I’m reminded of their legacies in these moments as I try to move my body freely outside, that part of Black liberation has always been about Black liberation and moving the body through space and time as you see fit, to be able to walk to a corner store and be able to leave unharmed, to be able to get home or to wake up in your bed safe and sound, to be able to have an interaction with another civilian and not have a law enforcement officer called on you, that liberation is about opening up space and allowing people to live and breathe and move as they want to. I think as I twirl my bo staff through the air, will I no longer be able to breathe like Aura Rosser? Will I ever have a police officer’s knee on my neck like George Floyd? And I know as somebody who studies martial arts that these types of tactics are harmful, that these types of tactics are deadly, and that people who are taught these tactics are not unassuming and unaware.
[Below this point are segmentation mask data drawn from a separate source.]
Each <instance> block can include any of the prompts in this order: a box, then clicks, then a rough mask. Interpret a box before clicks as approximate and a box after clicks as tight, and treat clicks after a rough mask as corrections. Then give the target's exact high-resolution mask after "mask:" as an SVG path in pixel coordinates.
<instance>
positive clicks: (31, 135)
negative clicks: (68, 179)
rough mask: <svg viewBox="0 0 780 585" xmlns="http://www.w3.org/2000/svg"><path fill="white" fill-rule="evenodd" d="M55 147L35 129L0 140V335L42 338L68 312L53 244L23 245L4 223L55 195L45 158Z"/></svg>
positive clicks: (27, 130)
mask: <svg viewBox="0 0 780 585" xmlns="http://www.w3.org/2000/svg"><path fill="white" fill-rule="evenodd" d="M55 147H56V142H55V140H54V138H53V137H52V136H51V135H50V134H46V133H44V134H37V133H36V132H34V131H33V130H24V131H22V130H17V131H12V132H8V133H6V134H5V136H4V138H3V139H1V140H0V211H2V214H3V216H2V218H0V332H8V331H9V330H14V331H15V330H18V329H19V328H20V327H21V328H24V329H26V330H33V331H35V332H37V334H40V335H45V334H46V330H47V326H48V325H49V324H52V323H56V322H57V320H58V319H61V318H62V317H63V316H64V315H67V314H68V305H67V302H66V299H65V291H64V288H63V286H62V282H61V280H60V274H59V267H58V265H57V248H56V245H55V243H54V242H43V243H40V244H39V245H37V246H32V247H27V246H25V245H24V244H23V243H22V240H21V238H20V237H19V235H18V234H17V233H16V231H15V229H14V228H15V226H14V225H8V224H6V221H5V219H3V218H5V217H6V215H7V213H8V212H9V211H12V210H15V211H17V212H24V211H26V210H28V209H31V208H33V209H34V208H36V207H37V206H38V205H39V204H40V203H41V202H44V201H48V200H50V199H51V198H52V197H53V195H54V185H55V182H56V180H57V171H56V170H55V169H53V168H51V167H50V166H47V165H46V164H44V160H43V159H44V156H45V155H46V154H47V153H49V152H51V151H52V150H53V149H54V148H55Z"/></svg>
They know when they use them how threatening they are to the human body and the human life, and I understand the deep history between law enforcement in the United States and the US military using martial arts and combat sports as a way to train people to exert dominance. And I know my own truth that martial ways and martial arts and combat sports are a pathway that lead me to freedom from those who seek to use similar tactics against my body.
Amira: That was The Peace Poets, a collective of artists that celebrate and examine and advocate for life through music and poetry; they’re based in the Bronx. They wrote that song in 2014 after the death of Eric Garner. Please support them, check them out, thepeacepoets.com. Thank you so much for sitting in this space, holding this space with us here at Burn It All Down. A few weeks ago I played a clip of Sweet Honey and The Rock singing the words of Ella Baker, We who believe in freedom must not rest until it comes. And that feels like a world away. We must not rest, the world – it feels like a slugfest right now. It’s hard. It’s hard to trudge through. But this is a marathon, not a sprint. Self care, rejuvenate, connect. We have miles to go before we sleep. I’m so thankful for the space we have here at Burn It All Down to go in depth in these conversations, and I would like to take special time to thank all of the Black women who joined us today to share their truth and their stories and their tears and their rage and their exhaustion: Kelsey Bone, Gwen Berry, AJ Andrews, Saroya Tinker, Tziarra King, Ellie Jean, Zariyah Quiroz, Bilqis Abdul-Qaadir, Batouly Camara, Alanna Gardner, Dr. M. Aziz. Thank you, flamethrowers, for bearing witness, for holding this space with us. Every day, but especially now: burn on, not out.